Nesta quarta-feira (18), os Estados Unidos foram o único país a vetar uma resolução proposta pelo Brasil no Conselho de Segurança da ONU que incluía, entre outros pontos, o estabelecimento de um corredor de ajuda humanitária na Faixa de Gaza.

Atual presidente rotativo do Conselho de Segurança, o Brasil havia elaborado uma resolução que seria a primeira manifestação formal do órgão sobre o conflito. Doze países votaram a favor do texto, Rússia e Reino Unido se abstiveram e apenas os EUA votaram contra.

Como os Estados Unidos são um dos cinco países com assento permanente no Conselho e, portanto, poder de veto, o texto foi integralmente rejeitado. Não há prazo para elaboração de uma nova versão.

Após a votação, a embaixadora dos Estados Unidos na ONU, Linda Thomas-Greenfield, argumentou que seu país ficou "desapontado" pelo fato de o texto não mencionar o direito de autodefesa de Israel.

Bombardeios contínuos e estradas destruídas

Autoridades egípcias afirmam que a passagem de Rafah ficou quase inoperante por causa dos contínuos ataques aéreos de Israel.

As estradas próximas à passagem estão repletas de buracos causados pelos bombardeios, que precisam ser reparados para possibilitar a passagem dos caminhões.

O presidente dos EUA Joe Biden afirmou que os reparos poderiam levar cerca de oito horas para que as primeiras entregas de ajuda possam acontecer nesta sexta-feira (20), segundo informações da CNN dos Estados Unidos.

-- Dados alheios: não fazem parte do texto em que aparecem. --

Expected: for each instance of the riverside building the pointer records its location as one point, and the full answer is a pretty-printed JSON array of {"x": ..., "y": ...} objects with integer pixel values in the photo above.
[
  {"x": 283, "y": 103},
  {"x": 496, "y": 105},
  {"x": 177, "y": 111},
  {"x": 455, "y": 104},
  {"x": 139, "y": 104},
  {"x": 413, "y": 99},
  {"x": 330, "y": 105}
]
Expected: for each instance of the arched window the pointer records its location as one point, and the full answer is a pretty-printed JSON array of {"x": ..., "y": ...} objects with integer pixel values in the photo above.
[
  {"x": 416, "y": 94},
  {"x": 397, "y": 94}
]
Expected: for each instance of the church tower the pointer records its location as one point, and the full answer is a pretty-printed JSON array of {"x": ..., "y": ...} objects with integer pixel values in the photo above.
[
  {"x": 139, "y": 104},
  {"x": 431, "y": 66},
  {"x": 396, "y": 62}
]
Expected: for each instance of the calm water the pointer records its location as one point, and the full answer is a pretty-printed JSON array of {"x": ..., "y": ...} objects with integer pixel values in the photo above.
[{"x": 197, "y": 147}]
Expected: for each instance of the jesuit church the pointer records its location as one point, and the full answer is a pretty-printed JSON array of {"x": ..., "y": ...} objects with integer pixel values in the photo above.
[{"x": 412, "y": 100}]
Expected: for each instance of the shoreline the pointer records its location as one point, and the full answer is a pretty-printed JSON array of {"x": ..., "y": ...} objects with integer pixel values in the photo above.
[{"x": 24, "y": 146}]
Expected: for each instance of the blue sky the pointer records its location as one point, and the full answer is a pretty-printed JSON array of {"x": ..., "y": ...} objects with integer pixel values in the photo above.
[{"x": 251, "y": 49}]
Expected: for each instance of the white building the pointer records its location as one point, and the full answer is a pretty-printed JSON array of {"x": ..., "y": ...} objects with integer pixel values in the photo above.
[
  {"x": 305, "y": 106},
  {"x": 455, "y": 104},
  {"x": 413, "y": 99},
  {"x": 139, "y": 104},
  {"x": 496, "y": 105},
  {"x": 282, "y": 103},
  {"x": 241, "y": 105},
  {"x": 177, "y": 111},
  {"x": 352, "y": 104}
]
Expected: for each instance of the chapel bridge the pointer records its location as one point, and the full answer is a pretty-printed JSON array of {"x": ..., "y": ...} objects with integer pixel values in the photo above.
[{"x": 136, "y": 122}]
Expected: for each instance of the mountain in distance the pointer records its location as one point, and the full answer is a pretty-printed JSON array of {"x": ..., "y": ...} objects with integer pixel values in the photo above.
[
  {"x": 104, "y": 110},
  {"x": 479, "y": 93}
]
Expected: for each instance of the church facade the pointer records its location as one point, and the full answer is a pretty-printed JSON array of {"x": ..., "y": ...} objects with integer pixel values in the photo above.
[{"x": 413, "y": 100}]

Máquinas para reparar estradas foram enviadas, através da fronteira de Rafah, com o objetivo de preparar a passagem, informaram à Reuters fontes de segurança nesta quinta-feira (19).

De acordo com a agência de notícias palestinas WAFA, nesta quinta-feira (19) ao menos 30 pessoas foram mortas por bombardeios em várias áreas da cidade de Rafah, um indicativo das dificuldades e perigos de enviar ajuda pela região.

Também nesta quinta (19), um bombardeio atingiu a cidade de Khan Younis, a menos de 10 km de Rafah. Funcionários da ONU estão entre os feridos.

Há dias, Israel informou aos palestinos que eles deviam deixar o norte da Faixa de Gaza, fazendo com que centenas de milhares de pessoas se deslocassem para o sul, descrito por Israel como uma “zona segura” para civis, segundo a Associated Press.

O brasileiro Hasan Rabee, uma das milhares de pessoas que aguardam em Khan Younis a abertura da fronteira com o Egito, disse que "não existe lugar seguro" no território palestino.